The battery consists of four basic parts: electrode, electrolyte, isolation layer and container.
The electrode is the core part of the battery, which is composed of active substances and conductive materials that participate in electrochemical reactions. The electrode is divided into positive electrode (represented by "+") and negative electrode (represented by "-"). Electrolytes are aqueous solutions of acids, bases and salts or organic electrolyte solutions, which play the role of transferring charged ions between positive and negative electrodes in the battery. In some batteries, electrolytes also participate in electrochemical reactions. The isolation layer is located between the positive and negative poles of the battery and plays an isolation role to prevent the stored electric energy from being consumed due to internal short circuit. The container is the shell of the battery, which plays the role of protecting and containing the battery components. The shell of some batteries is also the electrode of the battery.
When the battery is discharged, electrons flow from the negative pole to the positive pole through the external circuit. In the electrolyte solution inside the battery, positive and negative ions move towards the two poles to form a current. Chemical reaction occurs on both electrodes at the same time, oxidation reaction occurs on the negative electrode, and reduction reaction occurs on the positive electrode. When the battery is charged, the reverse reaction of discharge reaction occurs on the electrode, the active substance is regenerated, and the electrical energy is stored again in the form of chemical energy.
Battery is a device that directly converts other forms of energy into DC power. According to the form of converted energy, it can be divided into physical battery and chemical battery. Chemical battery is a device that directly converts chemical energy into DC electric energy, commonly known as battery.
Batteries can be divided into primary cells, storage batteries, storage batteries, solar cells and fuel cells according to their different use properties.
Primary battery is also called primary cell. Once its active substance is exhausted, such battery cannot be recovered for reuse by charging. The galvanic cell whose electrolyte does not flow is called "dry cell". Primary battery is the most common civilian battery, such as ordinary zinc manganese battery, alkaline zinc manganese battery, zinc silver battery, lithium manganese battery, etc.
Storage Batteries are also called secondary batteries, which can be recharged and reused for many times, such as lead-acid batteries, nickel cadmium batteries, nickel metal hydrogen batteries, lithium ion batteries, etc. Due to the large proportion of lead-acid batteries, lead-acid batteries are usually classified separately, and the others are small secondary batteries, including cadmium nickel(NiCD) batteries, nickel metal hydrogen(NiMH) batteries, and lithium ion batteries.
The purpose of storage battery is to make the battery have a long storage period. During storage, other parts of the battery are stored separately from the electrolyte, and then the electrolyte solution is injected for activation. It is usually used in military and other special occasions.

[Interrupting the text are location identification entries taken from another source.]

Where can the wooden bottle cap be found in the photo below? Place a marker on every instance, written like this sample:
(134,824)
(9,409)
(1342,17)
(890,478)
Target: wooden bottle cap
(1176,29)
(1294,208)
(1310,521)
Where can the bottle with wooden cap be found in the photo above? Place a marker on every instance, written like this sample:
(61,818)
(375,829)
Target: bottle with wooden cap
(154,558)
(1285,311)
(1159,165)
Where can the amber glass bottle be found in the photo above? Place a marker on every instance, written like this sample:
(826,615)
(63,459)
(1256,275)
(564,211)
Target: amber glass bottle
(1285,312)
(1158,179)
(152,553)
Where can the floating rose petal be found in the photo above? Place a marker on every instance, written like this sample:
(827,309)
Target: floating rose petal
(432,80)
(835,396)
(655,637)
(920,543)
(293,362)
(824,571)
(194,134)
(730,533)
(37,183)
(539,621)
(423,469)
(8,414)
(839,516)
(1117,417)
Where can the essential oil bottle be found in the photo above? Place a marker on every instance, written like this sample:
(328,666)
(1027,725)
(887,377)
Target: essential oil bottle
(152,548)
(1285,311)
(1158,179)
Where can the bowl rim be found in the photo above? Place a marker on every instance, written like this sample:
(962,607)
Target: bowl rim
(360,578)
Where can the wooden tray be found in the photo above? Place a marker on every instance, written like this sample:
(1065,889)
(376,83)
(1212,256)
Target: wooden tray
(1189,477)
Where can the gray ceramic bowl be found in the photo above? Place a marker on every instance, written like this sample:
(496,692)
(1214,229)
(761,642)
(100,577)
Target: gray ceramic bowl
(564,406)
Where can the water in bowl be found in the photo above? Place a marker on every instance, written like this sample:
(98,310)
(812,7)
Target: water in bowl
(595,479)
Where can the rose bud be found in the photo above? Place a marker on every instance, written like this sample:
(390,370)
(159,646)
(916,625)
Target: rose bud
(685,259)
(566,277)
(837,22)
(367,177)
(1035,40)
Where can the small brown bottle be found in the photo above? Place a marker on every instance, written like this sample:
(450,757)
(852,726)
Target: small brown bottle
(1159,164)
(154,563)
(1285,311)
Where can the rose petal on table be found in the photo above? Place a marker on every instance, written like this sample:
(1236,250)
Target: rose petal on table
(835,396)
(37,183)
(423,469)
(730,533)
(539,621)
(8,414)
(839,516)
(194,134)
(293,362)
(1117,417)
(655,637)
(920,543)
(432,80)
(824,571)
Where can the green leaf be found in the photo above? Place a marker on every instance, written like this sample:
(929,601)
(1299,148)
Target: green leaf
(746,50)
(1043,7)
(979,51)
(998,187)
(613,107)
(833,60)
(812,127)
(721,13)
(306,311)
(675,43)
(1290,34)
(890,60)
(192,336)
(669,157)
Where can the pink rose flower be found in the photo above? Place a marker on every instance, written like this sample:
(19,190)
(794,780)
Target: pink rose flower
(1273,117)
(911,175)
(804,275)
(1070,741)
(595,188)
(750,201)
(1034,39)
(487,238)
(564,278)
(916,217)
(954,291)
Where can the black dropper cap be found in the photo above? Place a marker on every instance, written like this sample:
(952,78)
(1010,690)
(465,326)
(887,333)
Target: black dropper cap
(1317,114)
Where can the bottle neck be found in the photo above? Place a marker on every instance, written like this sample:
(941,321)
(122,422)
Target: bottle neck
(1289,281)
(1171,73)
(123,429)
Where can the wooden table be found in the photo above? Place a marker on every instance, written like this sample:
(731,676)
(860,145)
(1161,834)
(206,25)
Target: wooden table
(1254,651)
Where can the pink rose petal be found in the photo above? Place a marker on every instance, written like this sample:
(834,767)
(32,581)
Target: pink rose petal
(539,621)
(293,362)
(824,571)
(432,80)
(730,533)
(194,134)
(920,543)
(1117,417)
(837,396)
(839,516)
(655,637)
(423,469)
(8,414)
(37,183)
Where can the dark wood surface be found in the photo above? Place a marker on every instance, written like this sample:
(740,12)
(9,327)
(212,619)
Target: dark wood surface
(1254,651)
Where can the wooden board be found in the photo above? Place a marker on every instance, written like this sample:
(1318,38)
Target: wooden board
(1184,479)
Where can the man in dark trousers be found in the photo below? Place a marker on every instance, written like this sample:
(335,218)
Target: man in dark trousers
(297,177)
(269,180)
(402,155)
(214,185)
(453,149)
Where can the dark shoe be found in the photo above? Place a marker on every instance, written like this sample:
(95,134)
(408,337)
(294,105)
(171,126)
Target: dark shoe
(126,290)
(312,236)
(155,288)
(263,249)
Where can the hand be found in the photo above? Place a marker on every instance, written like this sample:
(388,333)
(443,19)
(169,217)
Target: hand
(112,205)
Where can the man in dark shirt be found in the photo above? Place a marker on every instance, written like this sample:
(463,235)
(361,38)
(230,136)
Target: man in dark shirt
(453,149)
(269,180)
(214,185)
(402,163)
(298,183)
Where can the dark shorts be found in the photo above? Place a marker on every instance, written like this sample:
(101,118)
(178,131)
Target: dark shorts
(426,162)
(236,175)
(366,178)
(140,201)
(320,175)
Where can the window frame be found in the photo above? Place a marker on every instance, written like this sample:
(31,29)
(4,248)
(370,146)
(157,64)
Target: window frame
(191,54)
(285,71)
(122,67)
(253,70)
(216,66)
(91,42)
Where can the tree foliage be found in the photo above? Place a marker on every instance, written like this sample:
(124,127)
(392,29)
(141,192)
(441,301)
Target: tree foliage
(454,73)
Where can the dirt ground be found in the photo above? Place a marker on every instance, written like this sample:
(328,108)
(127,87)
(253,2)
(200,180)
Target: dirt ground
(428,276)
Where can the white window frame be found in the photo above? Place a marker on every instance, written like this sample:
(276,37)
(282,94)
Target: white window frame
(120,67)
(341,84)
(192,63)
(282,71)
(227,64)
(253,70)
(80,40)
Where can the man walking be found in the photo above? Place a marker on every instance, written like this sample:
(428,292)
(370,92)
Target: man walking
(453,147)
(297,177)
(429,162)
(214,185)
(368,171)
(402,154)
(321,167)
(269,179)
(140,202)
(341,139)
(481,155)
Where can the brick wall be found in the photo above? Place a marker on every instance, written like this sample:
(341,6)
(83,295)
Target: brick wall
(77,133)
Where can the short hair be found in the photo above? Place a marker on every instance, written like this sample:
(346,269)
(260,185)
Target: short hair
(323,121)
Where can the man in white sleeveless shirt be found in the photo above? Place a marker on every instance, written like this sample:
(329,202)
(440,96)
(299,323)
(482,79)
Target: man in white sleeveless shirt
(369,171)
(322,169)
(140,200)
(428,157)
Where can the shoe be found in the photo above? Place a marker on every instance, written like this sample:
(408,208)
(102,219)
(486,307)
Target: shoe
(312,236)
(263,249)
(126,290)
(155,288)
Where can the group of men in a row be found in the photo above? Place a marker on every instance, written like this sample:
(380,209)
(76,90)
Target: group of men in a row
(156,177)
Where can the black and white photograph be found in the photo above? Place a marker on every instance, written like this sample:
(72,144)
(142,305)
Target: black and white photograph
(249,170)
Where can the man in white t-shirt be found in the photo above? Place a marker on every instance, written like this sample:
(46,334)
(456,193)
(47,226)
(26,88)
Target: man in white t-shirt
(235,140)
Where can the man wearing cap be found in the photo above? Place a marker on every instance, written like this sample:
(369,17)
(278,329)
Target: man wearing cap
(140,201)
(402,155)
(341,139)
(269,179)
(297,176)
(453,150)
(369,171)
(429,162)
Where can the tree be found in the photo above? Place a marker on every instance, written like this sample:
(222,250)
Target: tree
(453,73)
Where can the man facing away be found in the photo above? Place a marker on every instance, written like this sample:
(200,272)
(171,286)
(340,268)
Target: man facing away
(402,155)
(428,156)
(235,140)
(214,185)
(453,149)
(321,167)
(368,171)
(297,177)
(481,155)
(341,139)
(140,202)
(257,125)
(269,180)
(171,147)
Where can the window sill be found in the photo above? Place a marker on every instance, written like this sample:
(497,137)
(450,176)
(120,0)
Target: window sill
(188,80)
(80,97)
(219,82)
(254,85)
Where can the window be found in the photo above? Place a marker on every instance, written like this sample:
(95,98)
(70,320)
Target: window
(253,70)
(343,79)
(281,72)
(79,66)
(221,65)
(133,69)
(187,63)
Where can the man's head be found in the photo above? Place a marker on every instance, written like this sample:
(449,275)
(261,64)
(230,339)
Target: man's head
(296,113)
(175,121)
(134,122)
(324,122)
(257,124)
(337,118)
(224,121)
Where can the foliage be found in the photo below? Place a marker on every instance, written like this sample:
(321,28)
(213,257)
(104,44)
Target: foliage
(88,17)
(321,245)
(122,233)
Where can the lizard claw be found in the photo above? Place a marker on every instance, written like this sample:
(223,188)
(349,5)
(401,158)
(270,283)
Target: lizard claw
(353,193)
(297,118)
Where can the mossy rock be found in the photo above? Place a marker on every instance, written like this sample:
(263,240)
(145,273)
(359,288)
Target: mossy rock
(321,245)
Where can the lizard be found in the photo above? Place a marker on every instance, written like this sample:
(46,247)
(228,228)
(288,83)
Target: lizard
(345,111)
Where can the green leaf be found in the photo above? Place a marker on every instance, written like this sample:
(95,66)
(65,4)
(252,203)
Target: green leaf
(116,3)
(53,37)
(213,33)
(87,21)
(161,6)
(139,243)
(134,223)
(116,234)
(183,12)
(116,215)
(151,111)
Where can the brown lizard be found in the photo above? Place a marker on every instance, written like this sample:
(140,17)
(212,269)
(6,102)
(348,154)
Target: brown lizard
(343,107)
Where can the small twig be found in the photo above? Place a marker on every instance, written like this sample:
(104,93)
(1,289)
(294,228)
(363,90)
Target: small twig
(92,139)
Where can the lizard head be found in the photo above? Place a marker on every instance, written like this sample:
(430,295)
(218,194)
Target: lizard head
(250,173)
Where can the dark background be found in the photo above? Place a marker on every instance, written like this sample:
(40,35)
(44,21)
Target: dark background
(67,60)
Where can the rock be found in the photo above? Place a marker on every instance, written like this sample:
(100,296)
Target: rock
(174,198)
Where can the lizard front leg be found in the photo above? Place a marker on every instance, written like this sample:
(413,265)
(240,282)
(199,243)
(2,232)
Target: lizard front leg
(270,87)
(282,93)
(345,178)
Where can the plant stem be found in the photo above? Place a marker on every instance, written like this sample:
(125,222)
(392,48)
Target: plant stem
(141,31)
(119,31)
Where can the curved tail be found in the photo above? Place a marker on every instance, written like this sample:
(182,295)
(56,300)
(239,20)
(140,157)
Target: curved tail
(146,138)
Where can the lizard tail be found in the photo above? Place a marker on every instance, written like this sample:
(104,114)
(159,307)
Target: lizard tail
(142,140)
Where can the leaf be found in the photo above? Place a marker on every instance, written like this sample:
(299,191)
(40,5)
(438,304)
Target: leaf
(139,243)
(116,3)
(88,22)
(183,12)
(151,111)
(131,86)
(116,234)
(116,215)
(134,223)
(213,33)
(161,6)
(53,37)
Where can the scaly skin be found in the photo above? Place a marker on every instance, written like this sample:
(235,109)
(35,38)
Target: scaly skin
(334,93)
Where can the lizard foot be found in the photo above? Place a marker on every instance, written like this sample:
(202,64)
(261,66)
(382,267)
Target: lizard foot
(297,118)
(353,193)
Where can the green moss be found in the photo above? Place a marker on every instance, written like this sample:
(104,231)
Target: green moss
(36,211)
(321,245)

Fuel cell is an electrochemical energy conversion device, which uses the direct reaction between hydrogen or hydrogen containing carrier and oxygen to generate electric energy. There is no direct combustion process, and the active substances are supplemented through the outside of the device.
Solar cells can be subdivided into solar photovoltaic cells and solar photochemical cells. Solar photovoltaic cells are usually classified as physical cells. The current practical solar photovoltaic cells are semiconductor devices, which can produce photovoltaic effect when exposed to sunlight and convert solar energy into direct current energy, including crystalline silicon solar cells, monocrystalline silicon solar cells, polycrystalline silicon solar cells, amorphous silicon solar cells, and compound semiconductor solar cells. Solar photochemical cells use the energy chemical conversion of photochemical reaction to convert solar energy into chemical energy. There are two main methods: photosynthesis and photochemical reaction.